A bombing on a Colombian highway has left at least 14 people dead and dozens seriously injured, including minors, which authorities linked to guerrilla insurgents.

Videos shared from the scene showed damaged vehicles and debris strewn across the road in the southern Cauca region.

Colombian President Gustavo Petro blamed the attack on rebels linked to dissident factions of the Revolutionary Armed Forces of Colombia (Farc), one of the longest-running insurgency groups in Latin America.
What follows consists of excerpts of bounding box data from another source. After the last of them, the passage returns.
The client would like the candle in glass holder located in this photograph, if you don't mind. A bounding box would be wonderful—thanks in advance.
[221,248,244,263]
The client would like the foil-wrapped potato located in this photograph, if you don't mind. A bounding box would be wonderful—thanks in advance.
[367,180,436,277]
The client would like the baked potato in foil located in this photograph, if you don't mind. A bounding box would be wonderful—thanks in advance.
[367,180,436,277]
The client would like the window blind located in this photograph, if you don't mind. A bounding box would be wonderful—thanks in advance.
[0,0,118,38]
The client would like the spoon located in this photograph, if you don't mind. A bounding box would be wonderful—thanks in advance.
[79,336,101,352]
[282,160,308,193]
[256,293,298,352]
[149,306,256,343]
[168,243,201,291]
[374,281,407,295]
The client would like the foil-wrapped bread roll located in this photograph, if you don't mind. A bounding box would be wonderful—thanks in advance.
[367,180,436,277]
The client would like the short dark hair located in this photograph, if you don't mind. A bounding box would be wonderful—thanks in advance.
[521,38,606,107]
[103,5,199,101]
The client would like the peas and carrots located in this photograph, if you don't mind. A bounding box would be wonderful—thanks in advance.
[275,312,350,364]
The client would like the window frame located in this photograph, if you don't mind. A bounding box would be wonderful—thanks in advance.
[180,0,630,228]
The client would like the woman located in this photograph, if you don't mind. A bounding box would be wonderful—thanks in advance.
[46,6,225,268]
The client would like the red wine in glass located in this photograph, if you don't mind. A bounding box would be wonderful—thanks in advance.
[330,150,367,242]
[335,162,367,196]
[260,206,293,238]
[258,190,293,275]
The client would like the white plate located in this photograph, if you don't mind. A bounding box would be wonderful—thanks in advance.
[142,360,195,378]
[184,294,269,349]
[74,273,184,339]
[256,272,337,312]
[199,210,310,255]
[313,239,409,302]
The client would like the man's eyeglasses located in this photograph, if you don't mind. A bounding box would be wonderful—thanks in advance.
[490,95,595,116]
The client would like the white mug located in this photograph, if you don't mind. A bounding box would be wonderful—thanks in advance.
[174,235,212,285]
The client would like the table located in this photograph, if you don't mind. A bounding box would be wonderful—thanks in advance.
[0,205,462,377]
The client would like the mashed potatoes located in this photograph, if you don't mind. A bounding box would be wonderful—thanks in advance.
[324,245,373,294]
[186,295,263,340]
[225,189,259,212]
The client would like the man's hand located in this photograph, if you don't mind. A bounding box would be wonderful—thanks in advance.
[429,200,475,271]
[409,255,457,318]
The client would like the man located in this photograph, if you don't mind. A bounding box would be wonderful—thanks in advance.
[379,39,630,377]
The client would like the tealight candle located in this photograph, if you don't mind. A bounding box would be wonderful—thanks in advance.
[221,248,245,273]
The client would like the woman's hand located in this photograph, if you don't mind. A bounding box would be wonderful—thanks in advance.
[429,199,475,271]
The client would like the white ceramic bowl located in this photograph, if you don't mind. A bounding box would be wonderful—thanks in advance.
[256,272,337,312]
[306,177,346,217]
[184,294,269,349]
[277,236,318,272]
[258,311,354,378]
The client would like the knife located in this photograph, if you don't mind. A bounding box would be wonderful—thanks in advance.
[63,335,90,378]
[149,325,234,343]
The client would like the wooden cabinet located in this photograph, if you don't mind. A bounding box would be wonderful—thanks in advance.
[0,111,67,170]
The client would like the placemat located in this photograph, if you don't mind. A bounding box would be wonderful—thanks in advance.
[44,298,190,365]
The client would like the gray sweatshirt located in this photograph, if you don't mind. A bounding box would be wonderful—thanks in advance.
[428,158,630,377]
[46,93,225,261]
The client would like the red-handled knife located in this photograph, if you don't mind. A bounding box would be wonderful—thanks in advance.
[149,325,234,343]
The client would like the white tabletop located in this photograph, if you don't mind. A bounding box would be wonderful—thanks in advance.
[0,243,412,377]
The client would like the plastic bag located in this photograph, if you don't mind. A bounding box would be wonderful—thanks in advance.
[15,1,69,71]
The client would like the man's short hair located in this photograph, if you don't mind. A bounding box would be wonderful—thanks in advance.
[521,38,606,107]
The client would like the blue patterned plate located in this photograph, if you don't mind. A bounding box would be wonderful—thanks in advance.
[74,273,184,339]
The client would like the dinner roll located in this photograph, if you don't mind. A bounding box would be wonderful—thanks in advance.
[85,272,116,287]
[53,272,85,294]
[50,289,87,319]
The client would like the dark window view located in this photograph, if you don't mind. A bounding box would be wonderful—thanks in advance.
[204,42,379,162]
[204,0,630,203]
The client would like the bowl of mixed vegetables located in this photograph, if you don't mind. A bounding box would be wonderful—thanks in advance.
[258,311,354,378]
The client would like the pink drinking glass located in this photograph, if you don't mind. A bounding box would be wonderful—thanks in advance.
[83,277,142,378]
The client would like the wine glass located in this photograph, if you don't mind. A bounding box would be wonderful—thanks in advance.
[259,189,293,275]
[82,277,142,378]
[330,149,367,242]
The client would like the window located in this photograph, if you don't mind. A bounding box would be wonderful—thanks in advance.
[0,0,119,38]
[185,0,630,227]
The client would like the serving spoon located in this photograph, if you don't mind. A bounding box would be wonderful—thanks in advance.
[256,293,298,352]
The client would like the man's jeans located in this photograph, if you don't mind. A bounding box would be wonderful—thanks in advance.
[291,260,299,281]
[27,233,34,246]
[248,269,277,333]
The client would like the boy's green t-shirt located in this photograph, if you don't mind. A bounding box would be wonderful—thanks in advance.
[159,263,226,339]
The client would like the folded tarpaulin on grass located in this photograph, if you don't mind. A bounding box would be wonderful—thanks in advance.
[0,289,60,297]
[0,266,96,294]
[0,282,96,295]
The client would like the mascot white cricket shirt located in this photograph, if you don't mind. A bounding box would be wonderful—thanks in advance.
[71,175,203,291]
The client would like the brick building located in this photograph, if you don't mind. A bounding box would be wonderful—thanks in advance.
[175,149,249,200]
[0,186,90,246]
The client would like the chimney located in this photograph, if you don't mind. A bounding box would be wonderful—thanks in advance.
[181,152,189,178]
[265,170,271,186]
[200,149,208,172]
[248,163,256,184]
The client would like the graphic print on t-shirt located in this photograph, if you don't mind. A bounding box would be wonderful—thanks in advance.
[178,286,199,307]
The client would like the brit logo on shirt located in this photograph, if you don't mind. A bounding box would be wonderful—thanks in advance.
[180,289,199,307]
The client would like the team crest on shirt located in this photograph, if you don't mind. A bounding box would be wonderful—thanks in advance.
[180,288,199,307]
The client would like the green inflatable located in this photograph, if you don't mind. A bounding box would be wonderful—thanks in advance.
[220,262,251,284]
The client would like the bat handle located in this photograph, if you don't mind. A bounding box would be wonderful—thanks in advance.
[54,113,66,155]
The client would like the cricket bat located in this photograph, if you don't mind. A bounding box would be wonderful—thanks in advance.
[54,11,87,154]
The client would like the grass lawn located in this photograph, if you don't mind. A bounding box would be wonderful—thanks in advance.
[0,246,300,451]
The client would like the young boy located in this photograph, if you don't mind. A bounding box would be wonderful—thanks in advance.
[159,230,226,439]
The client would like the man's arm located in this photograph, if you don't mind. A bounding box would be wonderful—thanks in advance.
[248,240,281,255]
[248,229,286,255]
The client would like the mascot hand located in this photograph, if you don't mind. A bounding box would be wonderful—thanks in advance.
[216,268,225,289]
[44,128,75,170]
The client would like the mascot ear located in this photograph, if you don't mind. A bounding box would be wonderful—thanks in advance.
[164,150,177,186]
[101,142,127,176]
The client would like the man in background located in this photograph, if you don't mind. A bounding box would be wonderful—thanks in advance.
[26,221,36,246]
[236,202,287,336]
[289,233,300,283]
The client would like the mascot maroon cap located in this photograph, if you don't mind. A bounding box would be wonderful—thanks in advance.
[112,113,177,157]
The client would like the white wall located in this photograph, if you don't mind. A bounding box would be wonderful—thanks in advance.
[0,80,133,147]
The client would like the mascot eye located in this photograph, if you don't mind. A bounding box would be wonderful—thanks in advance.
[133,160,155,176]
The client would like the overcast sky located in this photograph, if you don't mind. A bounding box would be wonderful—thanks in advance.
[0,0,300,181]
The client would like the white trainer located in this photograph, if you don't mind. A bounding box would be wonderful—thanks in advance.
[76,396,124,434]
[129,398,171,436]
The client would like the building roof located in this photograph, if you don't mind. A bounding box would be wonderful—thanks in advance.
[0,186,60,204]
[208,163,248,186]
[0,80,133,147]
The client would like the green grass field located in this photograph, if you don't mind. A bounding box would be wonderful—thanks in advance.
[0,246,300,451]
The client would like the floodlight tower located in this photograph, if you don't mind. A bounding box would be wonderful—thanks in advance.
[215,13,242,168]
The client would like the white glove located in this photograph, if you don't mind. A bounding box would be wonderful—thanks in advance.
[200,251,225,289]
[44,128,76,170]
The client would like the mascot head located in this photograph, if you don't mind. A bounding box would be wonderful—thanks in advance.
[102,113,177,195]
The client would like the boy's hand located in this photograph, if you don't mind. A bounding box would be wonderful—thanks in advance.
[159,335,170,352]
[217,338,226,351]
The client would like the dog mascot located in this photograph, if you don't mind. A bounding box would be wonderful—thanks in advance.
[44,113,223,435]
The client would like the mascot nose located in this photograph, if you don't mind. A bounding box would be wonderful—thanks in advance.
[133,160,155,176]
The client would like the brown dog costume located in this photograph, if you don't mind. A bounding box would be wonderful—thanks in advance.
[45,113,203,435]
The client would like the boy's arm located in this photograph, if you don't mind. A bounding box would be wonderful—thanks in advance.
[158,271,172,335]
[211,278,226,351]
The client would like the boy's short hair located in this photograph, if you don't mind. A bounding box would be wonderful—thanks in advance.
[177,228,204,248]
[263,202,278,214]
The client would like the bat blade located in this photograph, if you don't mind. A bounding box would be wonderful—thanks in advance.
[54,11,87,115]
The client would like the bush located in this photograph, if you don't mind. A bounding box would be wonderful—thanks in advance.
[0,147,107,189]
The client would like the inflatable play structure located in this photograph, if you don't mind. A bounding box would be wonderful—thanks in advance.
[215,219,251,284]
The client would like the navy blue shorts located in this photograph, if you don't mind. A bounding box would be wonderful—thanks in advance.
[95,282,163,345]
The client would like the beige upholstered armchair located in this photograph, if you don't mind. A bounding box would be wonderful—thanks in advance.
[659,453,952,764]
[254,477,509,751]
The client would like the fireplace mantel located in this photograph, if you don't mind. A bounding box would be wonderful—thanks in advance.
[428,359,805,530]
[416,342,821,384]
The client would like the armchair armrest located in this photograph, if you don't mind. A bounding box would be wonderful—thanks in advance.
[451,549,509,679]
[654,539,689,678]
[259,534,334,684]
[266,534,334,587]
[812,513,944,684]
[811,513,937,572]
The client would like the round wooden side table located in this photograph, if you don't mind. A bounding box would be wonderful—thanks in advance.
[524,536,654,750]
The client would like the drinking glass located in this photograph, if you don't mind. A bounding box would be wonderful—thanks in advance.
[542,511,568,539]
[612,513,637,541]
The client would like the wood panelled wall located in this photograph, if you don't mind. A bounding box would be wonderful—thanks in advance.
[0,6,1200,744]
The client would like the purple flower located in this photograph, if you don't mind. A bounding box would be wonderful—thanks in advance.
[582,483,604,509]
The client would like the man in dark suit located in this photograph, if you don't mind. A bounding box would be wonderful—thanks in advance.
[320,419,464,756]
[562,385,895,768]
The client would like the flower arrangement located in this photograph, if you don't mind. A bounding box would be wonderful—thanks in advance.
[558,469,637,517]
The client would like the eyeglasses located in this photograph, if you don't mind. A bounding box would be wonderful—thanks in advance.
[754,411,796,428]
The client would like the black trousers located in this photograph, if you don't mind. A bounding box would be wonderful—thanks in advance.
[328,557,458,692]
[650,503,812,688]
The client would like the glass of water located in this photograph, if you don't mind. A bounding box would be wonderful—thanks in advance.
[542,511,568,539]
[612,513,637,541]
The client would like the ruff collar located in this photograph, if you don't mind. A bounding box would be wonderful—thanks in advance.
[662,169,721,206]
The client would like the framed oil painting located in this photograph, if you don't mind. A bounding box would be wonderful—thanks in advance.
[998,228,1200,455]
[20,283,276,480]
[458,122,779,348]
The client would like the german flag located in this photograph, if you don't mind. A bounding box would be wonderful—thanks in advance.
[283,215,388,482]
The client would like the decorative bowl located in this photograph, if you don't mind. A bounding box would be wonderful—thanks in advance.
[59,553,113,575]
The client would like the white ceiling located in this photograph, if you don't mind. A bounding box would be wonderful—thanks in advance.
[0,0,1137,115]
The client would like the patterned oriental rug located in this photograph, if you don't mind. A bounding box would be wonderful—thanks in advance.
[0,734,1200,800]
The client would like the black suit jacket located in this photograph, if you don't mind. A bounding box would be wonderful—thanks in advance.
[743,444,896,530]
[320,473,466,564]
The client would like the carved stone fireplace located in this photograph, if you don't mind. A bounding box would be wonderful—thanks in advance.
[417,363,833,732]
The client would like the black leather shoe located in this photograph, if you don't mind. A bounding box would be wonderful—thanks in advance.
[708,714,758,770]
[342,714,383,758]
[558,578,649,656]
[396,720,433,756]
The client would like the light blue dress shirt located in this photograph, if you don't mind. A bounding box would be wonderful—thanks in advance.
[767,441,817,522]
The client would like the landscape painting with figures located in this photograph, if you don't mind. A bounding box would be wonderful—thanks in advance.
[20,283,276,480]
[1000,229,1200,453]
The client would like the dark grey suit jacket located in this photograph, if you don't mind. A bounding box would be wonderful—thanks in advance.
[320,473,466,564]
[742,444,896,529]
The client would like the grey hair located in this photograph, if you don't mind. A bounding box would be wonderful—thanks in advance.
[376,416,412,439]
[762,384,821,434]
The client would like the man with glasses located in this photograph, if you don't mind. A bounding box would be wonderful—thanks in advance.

Political violence has re-emerged in recent years after peace talks between Farc and the government in 2016 collapsed, despite the president's strategy of "total peace".

"Those who carried out this attack... are terrorists, fascists and drug traffickers," Petro said on X.

"I want our very best soldiers to confront them," he added.

Posting a video on X of upturned vehicles and craters littered along the highway in Cauca, local Governor Octavio Guzman described the bombing as "indiscriminate".

"Cauca cannot continue to face this barbarity alone," Guzman wrote.

Witnesses told the AFP news agency that the blast was so powerful they were knocked back several metres.

A spate of smaller attacks have also been reported in Cauca since Friday, the governor added, including one that targeted a military base in the city of Cali that injured two people.

Defence Minister Pedro Arnulfo Sánchez said a bus filled with explosives failed to detonate earlier in the day in the Cauca region, saying it was carried out by members of a drug-trafficking cartel.

The latest attacks come one month out from Colombia's presidential election on 31 May.

Petro, himself a former guerrilla fighter, has been pursuing a controversial peace strategy with various armed factions which has seen intermittent ceasefires and periods of relatively little violence. His term will end later this year.

Members of Farc who initially rejected the 2016 peace deal have attempted to stall negotiations with Petro's government over recent years.

Right-wing candidate Miguel Uribe Turbay assassinated by a 15-year-old boy in June at a rally in the capital Bogotá, dying two months later in hospital.

Leftist Senator Ivan Cepeda, a leading proponent Petro's policy of negotiating with armed groups, is currently ahead in opinion polls.